From the Guest Editor

Andrew A. Nierenberg, M.D.

Major depressive disorder is a widespread, serious, chronic, and recurrent condition that imposes the burden of depressive symptoms and associated dysfunction and can ultimately lead to suicide. Psychopharmacological and specific psychotherapeutic interventions lessen the burden of depression, yet in modern clinical trials high placebo rates make efficacy difficult to prove. The mixed proof of efficacy has contributed to reassessments of the benefit-risk ratio of antidepressants and a reemergence of concerns that antidepressants can induce suicidality. In 2004, the Food and Drug Administration issued black box warnings on package inserts of antidepressants that, in some ways, state the obvious: patients with depression, especially children and adolescents, should be tracked carefully for exacerbations and suicidal ideation during treatment.
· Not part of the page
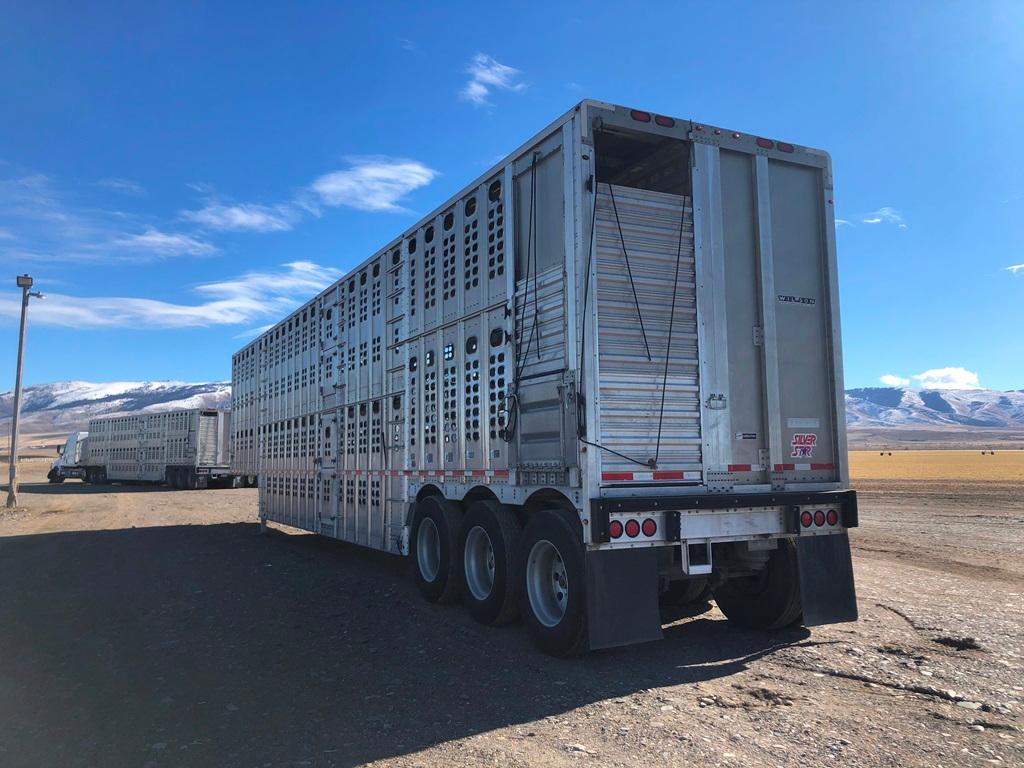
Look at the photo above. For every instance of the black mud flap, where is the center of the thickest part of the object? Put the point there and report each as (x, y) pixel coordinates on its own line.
(622, 597)
(826, 579)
In other words, physicians should take depression and its treatment seriously.

In this issue of FOCUS, articles highlight the strengths and limitations of data on the pathophysiology and practical treatment of major depressive disorder. On balance, the data support the continued use of antidepressants and psychotherapy for depression. Recent data elucidating the genetics, neuroimaging, and pharmacogenetics of depression, in some cases pointing toward or supporting novel treatments, confirm that the exciting area of "depressionology" is alive and well.